Alors bien sûr, comme tout le monde, je me tape sur le torse, fier d'avoir ingéré l'e-Spain. Toutefois je ne suis pas certain que celle-ci soit comestible (nous français sommes peu habitués à la friture). En outre, les e-spagnoles, eux, n'auront de cesse de nous rendre malades.

Bref, si je suis bien content d'avoir donné une lecon aux rudes ibères, il convient pour l'e-France de penser son influence mondiale au-dela de la Force armée (Mister President, si tu m'entends). Et rassurez vous je ne fais pas de l'e-France, une e-Sparte, ni une e-allemagne nazie. Simplement, il convient j'insiste, de ne pas raisonner qu'en termes militaires, c'est primordial.

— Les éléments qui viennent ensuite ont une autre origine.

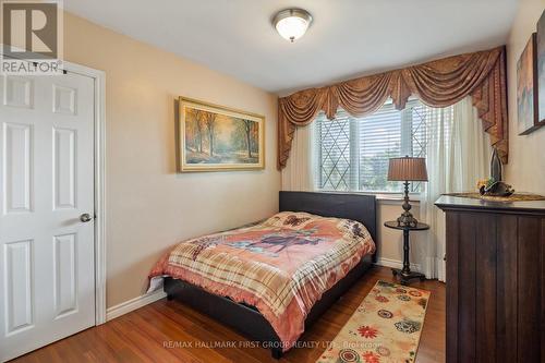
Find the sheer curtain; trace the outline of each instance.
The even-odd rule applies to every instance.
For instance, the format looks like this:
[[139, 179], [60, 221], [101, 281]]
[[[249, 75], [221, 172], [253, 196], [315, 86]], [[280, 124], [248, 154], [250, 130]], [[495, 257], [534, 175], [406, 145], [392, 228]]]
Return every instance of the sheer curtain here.
[[443, 193], [475, 190], [477, 180], [489, 174], [491, 147], [470, 97], [451, 109], [429, 108], [427, 112], [429, 180], [421, 195], [420, 219], [431, 229], [417, 254], [424, 256], [427, 278], [445, 281], [445, 214], [434, 203]]
[[[453, 107], [425, 107], [425, 118], [429, 181], [424, 183], [419, 219], [428, 223], [431, 229], [427, 240], [423, 241], [425, 243], [412, 244], [411, 251], [428, 278], [445, 281], [445, 216], [434, 203], [443, 193], [475, 190], [477, 180], [489, 174], [491, 147], [470, 97]], [[291, 156], [282, 170], [282, 190], [317, 189], [316, 155], [314, 123], [296, 128]], [[379, 220], [378, 225], [383, 222]]]
[[313, 123], [296, 128], [293, 135], [293, 146], [286, 168], [282, 170], [283, 191], [313, 191], [315, 155]]

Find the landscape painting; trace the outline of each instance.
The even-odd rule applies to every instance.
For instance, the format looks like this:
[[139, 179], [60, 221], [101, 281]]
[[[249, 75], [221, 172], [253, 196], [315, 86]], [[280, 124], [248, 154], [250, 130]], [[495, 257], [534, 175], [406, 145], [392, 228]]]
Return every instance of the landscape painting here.
[[179, 169], [263, 169], [265, 118], [180, 97]]
[[519, 135], [538, 126], [535, 33], [530, 37], [517, 63], [517, 119]]
[[545, 11], [537, 22], [537, 96], [538, 121], [545, 124]]

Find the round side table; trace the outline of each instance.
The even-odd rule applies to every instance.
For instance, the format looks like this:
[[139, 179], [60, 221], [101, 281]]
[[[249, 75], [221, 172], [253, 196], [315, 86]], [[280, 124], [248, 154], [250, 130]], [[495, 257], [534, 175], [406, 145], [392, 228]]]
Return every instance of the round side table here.
[[409, 281], [412, 279], [420, 279], [421, 281], [424, 281], [426, 279], [426, 276], [424, 274], [411, 271], [409, 262], [409, 232], [425, 231], [429, 229], [429, 226], [421, 222], [419, 222], [416, 227], [399, 226], [397, 220], [387, 221], [384, 223], [384, 226], [387, 228], [403, 231], [403, 268], [392, 268], [391, 273], [393, 274], [393, 276], [399, 275], [401, 285], [409, 285]]

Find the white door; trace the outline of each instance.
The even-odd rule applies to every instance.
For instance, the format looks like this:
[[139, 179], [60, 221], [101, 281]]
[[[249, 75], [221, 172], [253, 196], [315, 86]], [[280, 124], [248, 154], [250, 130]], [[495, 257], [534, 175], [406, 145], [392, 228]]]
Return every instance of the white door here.
[[95, 84], [70, 72], [0, 81], [3, 361], [95, 325]]

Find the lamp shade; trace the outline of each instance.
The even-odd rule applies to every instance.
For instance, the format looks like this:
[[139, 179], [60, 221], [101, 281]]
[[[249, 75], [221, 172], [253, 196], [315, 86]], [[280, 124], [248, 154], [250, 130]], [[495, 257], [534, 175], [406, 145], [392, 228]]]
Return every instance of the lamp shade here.
[[427, 181], [426, 159], [391, 158], [388, 166], [389, 181]]

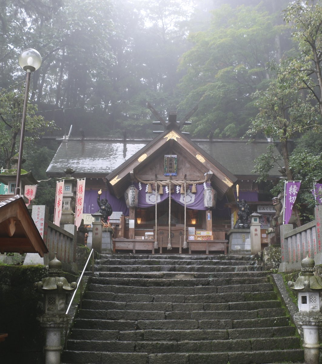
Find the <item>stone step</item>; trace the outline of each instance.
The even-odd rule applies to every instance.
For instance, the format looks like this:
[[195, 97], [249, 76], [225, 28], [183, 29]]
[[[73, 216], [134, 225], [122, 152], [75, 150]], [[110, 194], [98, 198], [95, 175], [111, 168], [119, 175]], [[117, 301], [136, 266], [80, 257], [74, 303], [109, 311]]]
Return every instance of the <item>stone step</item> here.
[[[255, 328], [258, 329], [265, 329], [272, 328], [279, 328], [282, 330], [285, 327], [289, 327], [289, 321], [285, 317], [235, 320], [202, 319], [171, 320], [162, 319], [160, 317], [157, 316], [153, 316], [153, 317], [152, 320], [142, 320], [139, 316], [135, 319], [130, 317], [128, 319], [123, 318], [119, 321], [111, 317], [108, 317], [108, 319], [77, 318], [75, 327], [77, 328], [100, 330], [108, 329], [120, 331], [132, 330], [135, 335], [138, 335], [139, 331], [141, 330], [145, 330], [147, 332], [151, 330], [159, 331], [160, 331], [160, 335], [162, 336], [159, 339], [154, 339], [154, 340], [163, 340], [167, 339], [167, 337], [164, 335], [168, 334], [166, 332], [168, 330], [178, 331], [183, 330], [191, 331], [198, 329], [224, 330], [238, 329], [251, 330]], [[268, 326], [266, 326], [267, 325]], [[293, 331], [294, 333], [294, 330]], [[254, 337], [258, 337], [256, 333], [254, 335], [256, 336]], [[224, 338], [222, 339], [224, 339]]]
[[136, 321], [124, 320], [118, 323], [113, 320], [104, 323], [108, 330], [96, 323], [99, 327], [90, 328], [86, 320], [80, 320], [72, 329], [71, 338], [73, 340], [120, 341], [160, 340], [196, 341], [207, 340], [252, 340], [258, 338], [284, 338], [293, 336], [295, 329], [292, 326], [272, 327], [245, 329], [194, 329], [192, 330], [137, 330]]
[[111, 353], [106, 352], [66, 351], [63, 354], [64, 362], [78, 364], [249, 364], [250, 363], [301, 361], [303, 359], [303, 351], [292, 349], [281, 350], [262, 350], [208, 353]]
[[[262, 272], [260, 270], [257, 271], [255, 270], [255, 269], [257, 269], [256, 266], [239, 266], [234, 267], [234, 271], [230, 272], [219, 271], [211, 273], [185, 272], [132, 272], [129, 273], [128, 272], [95, 272], [94, 275], [96, 277], [107, 278], [110, 279], [126, 278], [127, 279], [133, 278], [148, 279], [167, 278], [170, 280], [190, 280], [192, 278], [210, 279], [224, 277], [226, 274], [227, 274], [227, 277], [230, 277], [230, 274], [232, 274], [234, 275], [234, 276], [233, 276], [238, 278], [244, 276], [243, 273], [249, 273], [250, 276], [251, 275], [251, 273], [257, 273], [258, 275], [255, 276], [255, 277], [263, 277], [265, 272]], [[261, 268], [259, 267], [259, 269], [261, 269]], [[88, 275], [91, 275], [91, 273], [90, 272], [87, 272], [87, 274]]]
[[[251, 273], [251, 274], [250, 274]], [[247, 272], [240, 276], [241, 273], [234, 272], [224, 274], [216, 273], [215, 276], [211, 278], [175, 279], [168, 278], [138, 278], [132, 274], [128, 274], [123, 277], [90, 277], [90, 284], [109, 286], [132, 286], [141, 288], [150, 286], [186, 287], [204, 286], [234, 285], [236, 284], [262, 284], [268, 283], [269, 280], [266, 274], [262, 272]], [[107, 289], [108, 289], [108, 288]]]
[[274, 300], [273, 291], [265, 292], [242, 292], [194, 294], [148, 294], [115, 293], [111, 292], [86, 293], [87, 300], [119, 302], [172, 302], [172, 303], [225, 303]]
[[[219, 282], [218, 282], [219, 283]], [[182, 287], [136, 287], [134, 286], [91, 285], [90, 292], [101, 293], [131, 293], [140, 294], [199, 294], [246, 292], [268, 292], [273, 290], [271, 283], [235, 284], [227, 286]]]
[[[122, 302], [84, 300], [82, 307], [84, 310], [132, 310], [191, 312], [192, 311], [228, 311], [258, 310], [259, 316], [263, 317], [265, 309], [272, 309], [275, 315], [284, 312], [277, 300], [226, 303], [172, 303], [172, 302]], [[80, 310], [80, 313], [83, 310]]]
[[253, 256], [224, 254], [99, 254], [98, 260], [117, 259], [123, 261], [136, 260], [158, 259], [160, 260], [228, 260], [243, 261], [245, 262], [256, 261]]
[[98, 259], [96, 264], [98, 266], [104, 265], [115, 266], [125, 269], [127, 266], [220, 266], [256, 265], [254, 261], [232, 260], [227, 261], [221, 260], [190, 260], [188, 259]]
[[297, 337], [269, 338], [234, 340], [199, 341], [120, 341], [72, 339], [68, 341], [68, 350], [72, 351], [110, 352], [191, 353], [214, 352], [264, 350], [268, 347], [275, 350], [298, 349]]
[[[251, 268], [253, 267], [253, 268]], [[238, 264], [234, 265], [107, 265], [95, 266], [95, 270], [100, 272], [191, 272], [213, 273], [216, 272], [249, 272], [256, 270], [257, 266]]]

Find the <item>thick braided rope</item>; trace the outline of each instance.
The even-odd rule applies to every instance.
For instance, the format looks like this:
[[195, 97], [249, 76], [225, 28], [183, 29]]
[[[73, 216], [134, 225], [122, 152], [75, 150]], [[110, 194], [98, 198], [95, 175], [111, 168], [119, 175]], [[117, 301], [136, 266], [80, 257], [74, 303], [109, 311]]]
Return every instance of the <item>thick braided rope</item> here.
[[187, 225], [187, 206], [186, 202], [186, 195], [187, 187], [187, 182], [184, 182], [184, 237], [183, 238], [183, 249], [185, 249], [188, 246], [187, 244], [187, 233], [186, 232]]
[[168, 250], [172, 249], [171, 245], [171, 180], [169, 181], [169, 236], [168, 238]]
[[[151, 184], [151, 183], [154, 183], [155, 181], [144, 181], [143, 179], [140, 179], [140, 178], [136, 177], [136, 179], [138, 182], [140, 182], [141, 183], [143, 183], [144, 185], [148, 185], [149, 184]], [[185, 182], [186, 182], [187, 184], [189, 185], [199, 185], [200, 183], [204, 183], [205, 182], [206, 182], [208, 180], [208, 178], [205, 178], [204, 179], [200, 179], [199, 181], [184, 181], [184, 180], [178, 180], [175, 181], [173, 179], [171, 179], [171, 181], [158, 181], [158, 183], [161, 186], [170, 186], [170, 183], [172, 183], [175, 186], [181, 186], [182, 185], [183, 185]]]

Allez, savourez, c'est un chef d'œuvre :

"Ce fut une ville d'héroïques guerriers et de farouches patriotes, soucieux avant tout, comme Hitler, de la pureté et de la beauté de leur race.
Lorsqu'un enfant naissait, une commission d'experts venait donc l'examiner, dans la chambre même de l'accouchée. Les filles étaient estimées selon leur taille et leur poids, comme des juments poulinières. Les garçons devaient paraître capables de porter un jour le bouclier, le casque de bronze, et la lourde épée de fer. Soumis dès l'enfance à une discipline militaire, leur seul idéal était de mourir sur un champ de bataille, après avoir tué autant d'hommes que le permettaient les armes de ce temps. Quand aux enfants "réformés" par ce "conseil de révision", les vieux sages les emportaient sous le bras, et allaient les jeter dans un gouffre voisin, qui s'appelait le Barathre.
Finalement, cette race si belle, et si soigneusement épurée, que nous a-t-elle laissé?
Des noms de rois, auteur de lois aussi sévères qu'un règlement pénitentiaire, des noms de généraux, dont les armées ne dépassèrent jamais l'effectif d'un régiment, des noms de batailles, dont la plus célèbre est le glorieux désastre des Thermopyles, et les murs effondrés d'une petite ville. Ces pierres éparses sous des ronces ne cachaient pas une Vénus, un Discobole, une Victoire ailée, mais un bouclier verdi, des casques fendus, des glaives amincis par la rouille du temps. Au centre d'un paysage quelconque, ces ruines anonymes ne sont pas dominées par un lumineux Parthénon, haut dans le ciel sur une Acropole, mais accroupies dans l'ombre au bord d'un trou.
Ces hommes furent des Grecs de la grande époque, à deux pas d'Athènes, mère de l'intelligence et des arts... Pourquoi leur héritage est-il si misérable?
C'est parce qu'ils ont abruti sur leurs champs de manoeuvres, et sacrifié sur des champs de bataille, leurs poètes, leurs philosophes, leurs peintres, leurs architectes, leurs sculpteurs; c'est parce qu'ils ont peut-être précipité sur les rocs aigus, au fond du Barathre, un petit bossu qui était Esope, ou le bébé aveugle qui eut chanté à travers les siècles les Dieux et la gloire de leur patrie... Et parmi les trop pâles petites filles qui tournoyèrent un instant, frêles papillons blancs, à travers la nuit verticale du gouffre, il y avait peut-être les mères ou les aïeules de leur Phidias, de leur Sophocle, de leur Aristote ou de leur Platon; car toute vie est un mystère, et nul ne sait qui porte le message; ni les passants, ni le messager."